How Do You Prefer Your E-Mail Newsletters?
There is much talk at the moment about e-mail formats for e-shots. If you are in the game creating them, the different ways e-mail clients read e-mails makes the job very difficult to create a standard.
Dave at Campaign Monitor, our e-mail tool of choice, has a call-to-arms regarding e-mail standards.
I for one am considering changing our e-mail newsletters to pure text, with more links to articles and the blog. At the moment, as you can see, 30% of the e-newsletters we sent in September were opened as HTML. A high percentage of the unopened ones must get read as text, otherwise surely people would unsubscribe? Out of those 339, only five people looked at the HTML version link on the website.

Comment by Patrick Jolly September 12, 2007 @ 1:25 pm
Preference for e-mail newsletters in graphics when from a trusted source
Comment by John September 12, 2007 @ 1:28 pm
I love a bit of eye candy but if the content (articles etc) are more enlightening, i’de be all for text-based mails.
But on the other hand, i do prefer graphics
Could you not just give people the option of text or html when subscribing?
Comment by Craig Killick September 12, 2007 @ 1:33 pm
Hi John,
The system auto-detects which email the recipients system will accept (multi-part).
I guess there is value in having two lists, although it may get fragmented. Very good point though - I think i shall investigate.
It’s worth saying, without sounding to sycophantic, Campaign Monitor are very receptive to any ideas from their customers - great product!
Comment by Vince September 13, 2007 @ 11:13 am
Hi,
Stumbled onto your site and this caught my eye.
It depends what your aims for the newsletter are. Having looked at the online version I’m guessing you’re looking more to improve long term brand affinity than directly drive sales (which I think is definately a great way of doing it). With this in mind, and seeing as you’re all about design, I’d say that moving to a text email would probably be a mistake.
Your newsletter is nicely layed out so It’ll be readable even if the HTML isnt opened (or images enabled) so you’ll get the best of both worlds.
Open rate is notoriously inaccurate now-a-days with image suppression being standard across most. Try and develop a more reliable metrix to make decisions on. If not clicks resulting in sales then why not clicks to surveys, clicks to competitions, clicks to onsite content, clicks to … The list is endless! But choose something that works for you.

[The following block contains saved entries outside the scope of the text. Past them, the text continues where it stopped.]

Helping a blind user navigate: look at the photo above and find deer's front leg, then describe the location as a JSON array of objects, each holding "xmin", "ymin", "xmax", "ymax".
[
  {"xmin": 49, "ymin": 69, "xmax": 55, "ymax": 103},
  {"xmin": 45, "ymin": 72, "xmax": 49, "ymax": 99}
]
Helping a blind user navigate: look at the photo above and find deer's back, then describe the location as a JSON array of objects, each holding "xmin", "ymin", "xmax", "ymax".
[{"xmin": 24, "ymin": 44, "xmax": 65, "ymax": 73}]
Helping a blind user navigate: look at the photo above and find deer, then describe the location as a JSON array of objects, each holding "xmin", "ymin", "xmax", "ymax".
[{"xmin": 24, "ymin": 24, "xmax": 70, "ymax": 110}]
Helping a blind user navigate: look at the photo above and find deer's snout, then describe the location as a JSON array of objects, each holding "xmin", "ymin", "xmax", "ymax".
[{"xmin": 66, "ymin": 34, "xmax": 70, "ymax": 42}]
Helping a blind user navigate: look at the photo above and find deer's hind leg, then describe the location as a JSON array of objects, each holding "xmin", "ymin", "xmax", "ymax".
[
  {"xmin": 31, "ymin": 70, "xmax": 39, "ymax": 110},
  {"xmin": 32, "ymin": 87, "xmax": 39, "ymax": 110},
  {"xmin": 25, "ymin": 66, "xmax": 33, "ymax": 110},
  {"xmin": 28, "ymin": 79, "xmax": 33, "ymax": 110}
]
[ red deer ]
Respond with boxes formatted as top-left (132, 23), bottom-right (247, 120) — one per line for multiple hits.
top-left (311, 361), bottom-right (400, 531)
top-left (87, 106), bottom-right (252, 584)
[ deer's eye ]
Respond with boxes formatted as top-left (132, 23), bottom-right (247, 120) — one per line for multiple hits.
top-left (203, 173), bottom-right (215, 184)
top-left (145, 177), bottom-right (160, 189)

Also, do the boring basics correctly - make sure your lists are clean, etc and you’ll have a much better idea of your true impact of every mailing.
Hope it goes well and good luck with the decision
Comment by John September 13, 2007 @ 1:51 pm
I’m also a user of Campaign Monitor, great email tool!
One thought though, people that receive text based emails only do so if their email program is setup for it, right?
Sometimes i prefer HTML emails (amazon etc) but then again prefer Text as i often use my PDA to read through emails when i’m out ‘n’ about…
But, saying that, you’re graphic designers, so would a text based email adequately communicate what you do (or what you’re good at?). It seems you could go either way, point of sale campaign and a article/blog campaign?
John
Comment by Craig Killick September 14, 2007 @ 12:13 pm
John,
I am actually quite surprised by the results so far. To be honest I though people would be moving away from the ‘hassle’ of HTML.
In terms of marketing, I have found personalised text e-mail to get the best ‘response’ rather than our newsletter that just sends info.
The fact that so many of our audience can not (or choose not to) receive the HTML version is quite telling but in terms of choice, I guess that the people who get it, would not want that delivery to change.
So, my conclusion so far is to not change a thing. Give the people what they want, which doesn’t impact the text receivers.
Thanks for the comment… Craig
Comment by Craig Killick September 14, 2007 @ 2:31 pm
Vince,
Completely agree with what you say. Our list is 100% opt-in and the newsletter is purely PR and brand-building.
Like your thoughts on metrics as well - may have a play with that.